I can still vividly recall that warm summer afternoon in 1979 when my flight from Frankfurt touched down at Tegel. I was in West Berlin. Walking through the terminal to get to the taxi stand I noticed that there was an electricity in the air that was as palpable as the electricity you feel when walking the streets of midtown Manhattan. In spite of being surrounded by everything foreign, the language, the items for sale in the shops I walked past, or the Polizei walking two by two, machine guns at the ready, the zeitgeist in that terminal caused me to feel like I was home in a very subtle but moving way. This feeling of being home was able to anchor me over the next three years which turned out to be the most transformative years of my life.

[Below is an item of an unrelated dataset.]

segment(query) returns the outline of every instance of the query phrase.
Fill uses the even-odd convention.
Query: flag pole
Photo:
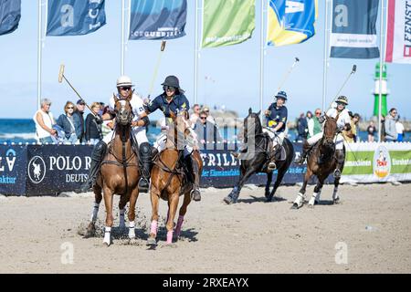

The Cold War was fought and won in buildings like this all over the world. Our duty station was only a stone’s throw from the Wall. You could see the Wall and the oversized watchtower as you walked through the front gate every time you went to work. It was a daily reminder of what you were fighting against. The time spent off-duty with the wonderful people of West Berlin was a constant reminder of what you were fighting for. The people of West Berlin were amazing. They taught me how much I took for granted. They taught me resilience and poise under the most difficult of circumstances. They taught me what good wine and what good beer was. Most importantly they taught me that the values we shared could survive any ideology, any foe, even an attempt to starve it to death. They were living proof of that. It was an honor to stand watch and defend them.
When the Wall came down it sent a clear message to the world that the rights of men and women to determine their own destiny, to be free to hold whatever ideas seemed good and right to them still had the power to transform nations. The power could be seen in all its glory in the streets of the city we once again simply called Berlin.
As I write this Angela Merkel has told what remains of ‘the West’ that they can no longer count on America. Indictments of Russian interference in our 2016 Presidential election have been released. We have a President who is suspected of entering into collusion with the Russians to steal the election. He currently is refusing to sign into law the strict sanctions against Russia the House and Senate overwhelmingly passed. Our love for freedom has morphed into a fetish for guns at whose altar we will gladly sacrifice our children by the dozens. We have Nazis marching in our streets and running people down with cars. We have turned hate into a virtue. But, as I write this, it appears that a nascent democracy is trying to birth itself in Iran. They are shouting down the Mullahs, burning Korans and Hijabs in the street and are willing to risk it all for the values they hold and the rights they demand. I hear the echos of the voices I heard on the streets of West Berlin in the shouts of the young people marching in the streets of Iran. It is good to see the revolution of 1776 is still alive and well in the world. It is sad to see it dying here in the land that started it all.